# Ceiling fan light won't turn off after adding bulbs.



## nj2012 (Apr 5, 2014)

have a hampton bay ceiling fan with light fixture that takes 4 bulbs.

I only had 2 bulbs on there for couple of years. I decided I wanted to put 2 more bulbs. I bought the energy saver bulbs they use 35w but equivalent to 75w. (Label on the light fixture says max 60w). The lights work perfectly but when I press the remote to turn off the light it won't turn off. Everything else works on the remote. I can stop the fan slow it down reverse etc.

I tried opening the fixture to see what's wrong. I saw a yellow round transmitter. All wires look good to me. 

Also I don't know what happened but when I was removing the light fixture cover and lowering the light. Something blew up. But everything still work in regards to the fan and the lights are still on. Even after I unplugged and plugged the plug that goes from the fan to the yellow round transmitter. (To reset the power to the light). But the light is still on.


What's the solution?


----------



## jmon (Nov 5, 2012)

I really don't know what the solution is, just a personal experience to share.

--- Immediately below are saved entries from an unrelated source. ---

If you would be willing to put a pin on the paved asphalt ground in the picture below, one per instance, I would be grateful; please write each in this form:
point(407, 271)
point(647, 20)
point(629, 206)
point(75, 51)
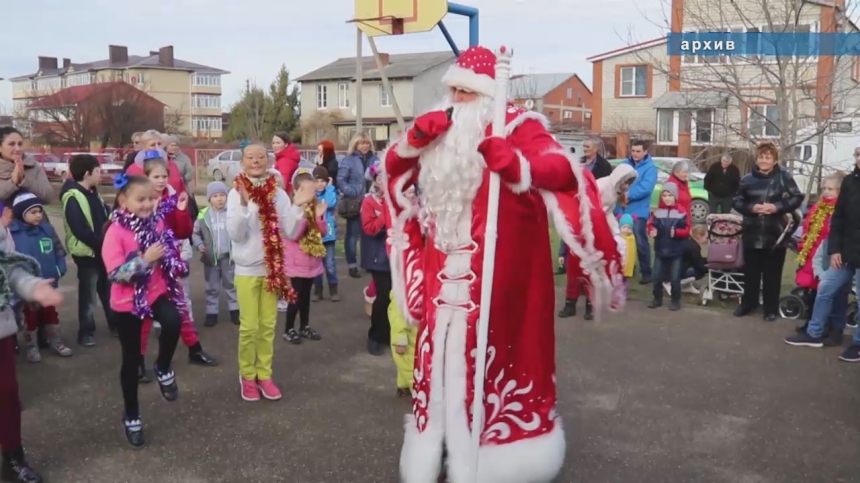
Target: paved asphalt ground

I had a similar problem, replaced all the electronics that control the fan with a new kit available at any big box store, everything works fine again. 

Some have batteries in the remote and transmitter others are hardwired in. Replace all the batteries first if this applies to you. They get weak over time. See if that helps.

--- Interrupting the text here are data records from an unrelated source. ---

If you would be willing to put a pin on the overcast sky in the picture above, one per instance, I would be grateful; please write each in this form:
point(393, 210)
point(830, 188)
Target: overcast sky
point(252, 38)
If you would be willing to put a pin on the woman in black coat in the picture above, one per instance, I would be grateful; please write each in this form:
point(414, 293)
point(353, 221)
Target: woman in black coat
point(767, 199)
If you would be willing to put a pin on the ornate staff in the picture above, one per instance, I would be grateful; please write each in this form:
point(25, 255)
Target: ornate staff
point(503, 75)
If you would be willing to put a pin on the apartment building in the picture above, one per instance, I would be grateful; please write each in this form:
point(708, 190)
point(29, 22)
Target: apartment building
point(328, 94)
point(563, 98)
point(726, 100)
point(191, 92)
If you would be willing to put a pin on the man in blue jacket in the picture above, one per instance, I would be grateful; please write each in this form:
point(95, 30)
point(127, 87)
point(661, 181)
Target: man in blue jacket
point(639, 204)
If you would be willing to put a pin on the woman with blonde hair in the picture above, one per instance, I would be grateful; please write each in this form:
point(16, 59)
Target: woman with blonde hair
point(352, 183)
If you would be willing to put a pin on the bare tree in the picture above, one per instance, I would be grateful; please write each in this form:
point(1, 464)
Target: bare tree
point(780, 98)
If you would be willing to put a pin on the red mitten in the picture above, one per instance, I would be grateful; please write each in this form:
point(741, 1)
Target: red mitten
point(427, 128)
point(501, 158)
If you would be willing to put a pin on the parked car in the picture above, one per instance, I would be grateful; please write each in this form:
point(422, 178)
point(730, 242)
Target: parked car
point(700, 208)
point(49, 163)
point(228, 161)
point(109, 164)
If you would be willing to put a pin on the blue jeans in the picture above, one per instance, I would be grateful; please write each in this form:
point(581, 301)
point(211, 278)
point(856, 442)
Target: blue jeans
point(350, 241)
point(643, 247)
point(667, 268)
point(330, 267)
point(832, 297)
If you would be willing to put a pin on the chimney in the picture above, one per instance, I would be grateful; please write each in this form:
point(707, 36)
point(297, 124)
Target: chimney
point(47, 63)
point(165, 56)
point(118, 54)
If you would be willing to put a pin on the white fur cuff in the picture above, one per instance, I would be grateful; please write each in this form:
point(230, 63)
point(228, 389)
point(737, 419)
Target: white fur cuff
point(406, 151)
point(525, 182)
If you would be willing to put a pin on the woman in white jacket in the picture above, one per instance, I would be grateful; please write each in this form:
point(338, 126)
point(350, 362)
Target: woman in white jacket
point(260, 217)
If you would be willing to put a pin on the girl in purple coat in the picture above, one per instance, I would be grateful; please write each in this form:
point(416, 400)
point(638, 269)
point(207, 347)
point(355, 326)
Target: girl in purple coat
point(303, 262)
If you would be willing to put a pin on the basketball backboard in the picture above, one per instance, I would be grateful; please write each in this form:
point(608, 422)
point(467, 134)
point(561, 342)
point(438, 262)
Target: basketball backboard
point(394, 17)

I had nothing that blew up on me, so you may have damage something else. Please wait for the electricians to respond to your post. Thanks.


----------



## Ron6519 (Mar 28, 2007)

The, "something blew up" part would be the hint. Something shorted and possible damaged a component of the receiver in the light. You might need to replace the assembly.


----------



## funflyer (Dec 5, 2014)

Did you try to remove the bulbs you just installed? I have 2 remote light switches and when I use any bulb other than incandescent the remote has issues like yours.


----------



## nj2012 (Apr 5, 2014)

Ron6519 said:


> The, "something blew up" part would be the hint. Something shorted and possible damaged a component of the receiver in the light. You might need to replace the assembly.




But the problem started before that something blew up part happened.

It started as soon as I put the new bulbs in. The blowing up happened when I tried to see what the problem is and I most likely shorted something.


----------



## SwartzE (Oct 29, 2014)

Is it possible you are mixing low voltage bulbs (CFL or LEDs) with normal incandescent bulbs?

It's also possible the fan needs to be reprogrammed (with the remote control) for low voltage bulbs; otherwise the motor circuits mean that it may be discharging small amounts of voltage all the time - unless you tell the system you have voltage sensitive bulbs, it will keep doing so, which will generate light with non-incandescent bulbs.


----------



## nj2012 (Apr 5, 2014)

SwartzE said:


> Is it possible you are mixing low voltage bulbs (CFL or LEDs) with normal incandescent bulbs?
> 
> It's also possible the fan needs to be reprogrammed (with the remote control) for low voltage bulbs; otherwise the motor circuits mean that it may be discharging small amounts of voltage all the time - unless you tell the system you have voltage sensitive bulbs, it will keep doing so, which will generate light with non-incandescent bulbs.


Should I change the channels on both the remote and the transmitter?
but btw I removed the new bulbs and left the old 2 bulbs in and issue is still there.


----------



## rjniles (Feb 5, 2007)

You are using CFLs and they are interfering with the remote's signal. I have the same issue with my GDO if I install a LED or CFL. Use incadescents.


----------



## nj2012 (Apr 5, 2014)

Ok I'll try replacing the bulbs with incandescent ones and see what happens. Thanks


----------



## nj2012 (Apr 5, 2014)

Forgot to also mention it's a dimmable fixture and I forgot about that and just purchased regular CFL bulbs.


----------



## SwartzE (Oct 29, 2014)

nj2012 said:


> Forgot to also mention it's a dimmable fixture and I forgot about that and just purchased regular CFL bulbs.


:vs_bulb:

:biggrin2:


----------



## nj2012 (Apr 5, 2014)

SwartzE said:


> :vs_bulb:
> 
> :biggrin2:


I just remembered this lol and I always dim the light... :vs_mad:

Hopefully this fixes the issue.

Should I be worried about whatever blew up? no smoke nothing just a quick spark and that was it.


----------



## jimn (Nov 13, 2010)

Probably just I. If the CFLs


----------



## nj2012 (Apr 5, 2014)

Didn't work still.
I'm going to buy a new receiver.


----------